If you want to further nerf attackers with GPU's, you may wish to change over to PBKDF2-HMAC-SHA-512 (or scrypt or bcrypt) and an output size of 64 bytes or less (the native output size of SHA-512), which significantly reduces the amount of advantage current (early 2014) GPU's have over CPU's due to 64-bit instructions being in CPU's but not GPU's.
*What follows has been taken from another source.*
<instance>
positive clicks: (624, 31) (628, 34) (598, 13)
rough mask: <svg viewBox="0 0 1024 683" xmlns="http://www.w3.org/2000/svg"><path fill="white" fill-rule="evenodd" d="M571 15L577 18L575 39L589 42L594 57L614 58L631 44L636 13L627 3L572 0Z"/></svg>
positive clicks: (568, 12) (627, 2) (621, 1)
This is not natively available in .NET 4.5, however.

  • However, @Jither created a nice example of adding PBKDF2-HMAC-SHA256, PBKDF2-HMAC-SHA384, PBKDF2-HMAC-SHA512, etc. capabilities to .NET, and I've included a variant with a reasonable set of test vectors in my Github repository for reference.

For another reference related to an actual design flaw in 1Password, see this Hashcat forum thread - "For each iteration of PBKDF2-HMAC-SHA1 you call 4 times the SHA1 transform. But this is only to produce a 160 bit key. To produce the required 320 bit key, you call it 8 times."

P.S. if you so choose, for a small design change you can save a little more database space if you store the output in a VARBINARY or BINARY column instead of doing the Base64 encode.

P.P.S. i.e. change the test code in your edit as follows (2000*52 = 104000); note that your text said 1000 and your test listed 2000, so text to text and code to code, so mote it be.

//var hash = libCrypto.HashEncode2(password, salt, 2000);
var hash = libCrypto.HashEncode2(password, salt, 104000);
// skip down into HashEncode2
//byte[] hash = deriver.GetBytes(1024);
byte[] hash = deriver.GetBytes(20);

The SHA2 family is not a good choice for password storage. It is significantly better than md5, but really you should be using bcrypt (or scrypt!).

RNGCryptoServiceProvider is a good source of entropy. Ideally a salt is not base 64, but base 256, as in an entire byte. To understand this better, you need to know how rainbow tables are generated. The input to rainbow table generation requires a keyspace. For example, an rainbow could be generated to lookup: alpha-numeric-symbol from 7-12 characters long. Now to crack this proposed salt scheme the attacker would have to generate a alpha-numeric-symbol with 71-76 characters long to compensate for the 64 character salt (which is large). Making the salt a full byte, would greatly increase the keyspace the rainbow table would have to exhaust.